If three pull requests trip the same review finding:

  • first, add or tighten the instruction
  • next, add a lint rule or static check if the problem is mechanical
  • finally, add a test if the problem is behavioral

That is how review feedback stops being repetitive and starts becoming infrastructure.

The important thing is that the escalation policy lives in the repository. Otherwise every tool migration resets the team back to folklore.

A portable review matrix

Here is the matrix I actually want written down:

SurfaceTriggerRule sourceRe-review mechanismBest use
Bugbotautomatic on pull request activity.cursor/BUGBOT.md plus repo conventionspush a fix or use the tool’s follow-up flowsharp diff-level findings
Copilot reviewrepository or pull request workflow setting.github/copilot-instructions.md plus repo docspush a fix and rerun reviewlower-friction GitHub-native review
Codex reviewautomatic or delegated review depending setuprepository prompt plus repo docspush a fix or rerun the review workflowcode-review-plus-fix loop
Plain GitHub reviewhuman or manual agent reviewrepo playbook and reviewer judgmentrequest re-reviewfallback that always exists

The point is not that this table is perfect forever. The point is that you now have something explicit to port.

Product drift

Availability, pricing, and exact setup steps for hosted review tools change fast. Re-check the current product docs before making any one tool a required merge gate.

What goes in the repository

If I want this loop to survive tool churn, I keep three artifacts in the repository:

  • the tool-specific instruction file for whichever review surface I actually use
  • a vendor-neutral review playbook describing severity buckets, duplicate handling, and escalation rules
  • one place that says how repeated findings flow back into CLAUDE.md, lint rules, and tests

That is enough to keep the process portable even if the product does not stay still.
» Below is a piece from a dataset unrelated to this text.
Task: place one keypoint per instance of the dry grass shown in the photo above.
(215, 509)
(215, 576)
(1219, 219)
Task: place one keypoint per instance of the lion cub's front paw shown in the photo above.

What the review playbook looks like

The review playbook is the vendor-neutral artifact. Its job is to describe the loop in terms any reviewer (human, Bugbot, Copilot, Codex) can apply. Shelf’s lives at docs/review-loop-playbook.md and has this shape:

# Review loop playbook

## Finding categories

### Blocking

A finding is blocking when it matches one of these patterns:

- Any API handler reading user identity from the request body instead
  of `locals.user`.
- Any Drizzle query on user-owned data that does not scope by the
  current user.
- Any Playwright spec that uses `page.waitForTimeout` or a raw CSS
  `page.locator`.

Blocking findings must be fixed before merge.

### Judgment

A finding needs judgment when it is symptom-level — naming, error
messaging, helper extraction. Worth reading, worth considering,
not automatically required.

### Noise

A finding counts as noise when it applies to generated artifacts
(`playwright-report/`, `build/`), test snapshot PNGs, or the
allowlisted `sample-config.json` bait file. If the reviewer keeps
producing noise here, update its instruction surface.

## The rule of three

- First two occurrences: fix the PR.
- Third occurrence: add a rule to `CLAUDE.md`.
- Still recurring: add a lint rule, test assertion, or CI gate.

## Re-review path

After a fix lands, the reviewer reruns on the next push. If it stays
silent on a remaining blocking pattern, update its instructions
file.

Short. Explicit. Mechanical. The whole file fits on a page and every reviewer follows the same three-bucket categorization regardless of which tool is in the reviewer’s seat.

Success state

You have a portable review loop when:

  • at least one alternate review surface is documented alongside Bugbot
  • the repository defines blocking versus advisory findings explicitly
  • repeated findings have an agreed path back into upstream rules

The one thing to remember

The review bot brand is not the loop. The loop is “a second set of eyes finds things the author missed, and repeated findings become repository rules.” Write that down, and the tooling can change without taking your process with it.